News Flash: Run-off is over. And while that may sound like good news for the immediate here and now, it foretells of pending low and warm water for the remainder of the year. The month of June has been most interesting. Two episodes of much hotter (all time record breaking) heat waves which resulted in extreme snow melt from the high country. If you look at the mountains and plateaus of the Beartooths, it quickly becomes evident that the white stuff is pretty much gone. Further evidence you ask? Well the Robertson Draw fire and the extreme fire behavior should be sufficient to make the point. I spent a large portion of my ill spent youth chasing fire across the Beartooth and Pryor Mountains, and I’ve never seen the likes of what we witnessed last Tuesday evening. Flames lengths of 200 feet or more ripping across the east face of Line Creek Plateau and eventually Mount Maurice should serves as an absolute wake up/early warning. And it’s only mid-June. Saddle up kids, it’s gonna be a summer, possibly another 1988 or worse. Only time will tell and pray for rain. But all in not gloom and doom.
Given the above information, what does it mean for the average Joe fisher-folk? As you may be aware, MFWP is already talking about restrictions. It likely won’t happen until mid to late July, but if we stay the course of our current weather pattern, you can bet your bottom dollar that it will happen. Thus, fishing will evolve into an early morning endeavor. Hoot Owl restriction typically kick in at 2 pm. And remember what I’ve said before, 70 degree water temperature quickly becomes lethal to trout, we need to stop at 68 degrees and give the fish a break. One other thought …. buy a thermometer and use it. And though, I’ve never extolled these thoughts this early in the season, this year is gonna be weird and maybe it’s the new normal (man I hate that term).
One last thought …. hoppers! If you don’t have them, get them, you are going to need them. As hopper-iferous as last summer was, I think it will pale in comparison to what this year is going to be like. I’m seeing bizillions at my house. All sizes. All colors. They are ravenous and growing fast.
Well it finally happened. The mother’s Day Caddis popped and produced three good to very good days of fishing dries to rising fish. Initially the fish were rather stupid and would eat any decently presented caddis floating in their sight window.
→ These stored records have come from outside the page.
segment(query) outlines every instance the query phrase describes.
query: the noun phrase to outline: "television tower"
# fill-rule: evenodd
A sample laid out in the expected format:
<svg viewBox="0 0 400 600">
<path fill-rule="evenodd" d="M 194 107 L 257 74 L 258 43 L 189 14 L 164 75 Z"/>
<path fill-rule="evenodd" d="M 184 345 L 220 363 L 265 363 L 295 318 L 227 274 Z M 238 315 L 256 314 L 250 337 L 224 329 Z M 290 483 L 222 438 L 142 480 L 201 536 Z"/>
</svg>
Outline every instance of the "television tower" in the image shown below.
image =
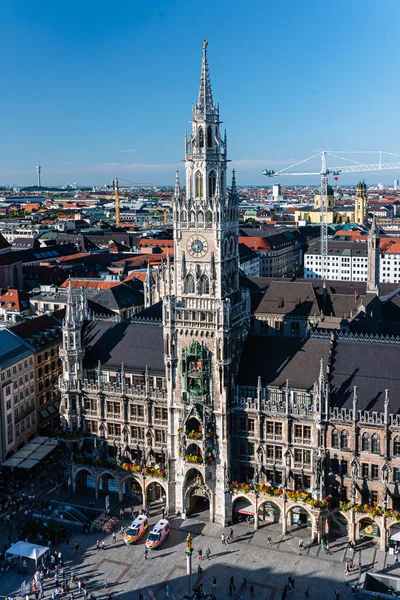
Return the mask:
<svg viewBox="0 0 400 600">
<path fill-rule="evenodd" d="M 41 186 L 41 182 L 40 182 L 40 173 L 42 172 L 42 167 L 40 166 L 39 154 L 37 155 L 36 171 L 37 171 L 37 181 L 38 181 L 37 184 L 38 184 L 38 187 L 42 187 Z"/>
</svg>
By the third day, the fish were so stuffed full of bugs and persnickety, they only seemed interested in pupa caught in the surface tension. Think LaFontaine sparkle pupa which I unfortunately did not have in my possession. It took some serious bank sitting and observations to figure that one out, but what a lovely way to spend an afternoon or three.
And now, that’s done and the water is coming up fast. The Stillwater has gained a foot, Rock Creek has gained almost that much and the Clark’s Fork is up three feet. Can you say mud? Sure, I knew you could. Thus we are entering into the waiting game portion of the season. Not anything we can do to influence the run off, it happens every year, so sit back and enjoy, it cleans out the rivers and carves the hiddy holes we’ll be fishing for the remainder of the year.
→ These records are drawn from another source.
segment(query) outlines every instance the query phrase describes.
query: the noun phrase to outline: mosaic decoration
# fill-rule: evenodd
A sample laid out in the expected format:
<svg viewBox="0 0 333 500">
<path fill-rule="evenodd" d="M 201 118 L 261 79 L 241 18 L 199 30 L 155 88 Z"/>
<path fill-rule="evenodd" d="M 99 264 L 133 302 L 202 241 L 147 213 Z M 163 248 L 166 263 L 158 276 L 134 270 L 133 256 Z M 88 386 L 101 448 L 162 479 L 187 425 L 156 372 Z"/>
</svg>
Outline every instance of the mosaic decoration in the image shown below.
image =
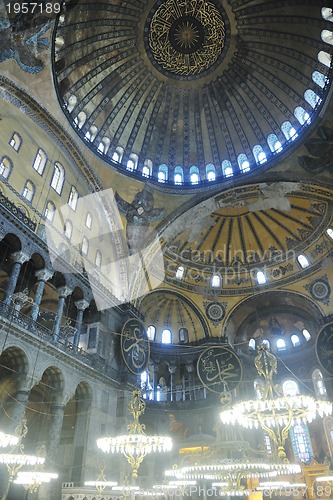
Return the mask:
<svg viewBox="0 0 333 500">
<path fill-rule="evenodd" d="M 38 55 L 49 47 L 49 39 L 43 35 L 50 26 L 46 18 L 36 18 L 22 27 L 16 18 L 0 17 L 0 62 L 14 59 L 23 71 L 39 73 L 44 63 Z"/>
<path fill-rule="evenodd" d="M 149 361 L 149 341 L 145 327 L 138 319 L 129 319 L 122 329 L 121 354 L 130 372 L 139 375 Z"/>
<path fill-rule="evenodd" d="M 308 285 L 305 285 L 304 288 L 310 293 L 313 299 L 319 300 L 325 305 L 328 305 L 330 301 L 331 287 L 326 274 L 324 274 L 321 278 L 312 281 Z"/>
<path fill-rule="evenodd" d="M 205 349 L 198 359 L 197 372 L 206 389 L 218 394 L 232 391 L 242 380 L 241 362 L 228 347 Z"/>
<path fill-rule="evenodd" d="M 318 333 L 316 355 L 321 367 L 333 375 L 333 323 L 325 325 Z"/>
<path fill-rule="evenodd" d="M 225 316 L 227 302 L 206 302 L 204 305 L 206 307 L 207 318 L 210 319 L 214 326 L 217 326 Z"/>
</svg>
Given what I see for snow sitting in the high country, I believe that the last of June or the first of July, as usual, will be the timeframe for reacquainting ourselves with the area streams and rivers and their inhabitants. Time to tend that garden, tie those flies, get your “got to do’s” done.
Stay tuned to this station, as thing progress or opportunities arise, I’ll spill the beans.
Hard to know how to describe the spring and associated fishing thus far in 2021. Generally, the month of April has been a bust. Most of the month has been well below normal temperatures with the occasional spike of very much above normal temperatures. Consistency of water temperatures has not existed and therefore the typically good dry fly fishing has not materialize. I’ve spoken with a few other professionals in the neighborhood and they all admit the same. Little to no real hatches of any magnitude. On a personal note, I can tell you that I’ve seen more baetis and March Browns on my house windows, than I’ve seen on any river. Such is the way of mother nature.
As we roll in to the month of May, the Mother’s Day Caddis should be the thing. In fact, we usually see them during the last week in April, but again with the water temperatures being low, the caddis have not yet popped. Unfortunately, they may do so during the pulse of high and off colored water we are currently facing. However, the cooler temperatures which we are suppose to see during the remainder of the week should help to drop and clear the Stillwater and Rock Creek systems. The Jelly is likely toast until July, but who really knows, all of this is a guess, hopefully an educated one. From now until mid-May, there should be the occasional window of fishing opportunity, but they will become fewer as time goes on. Get it when you can!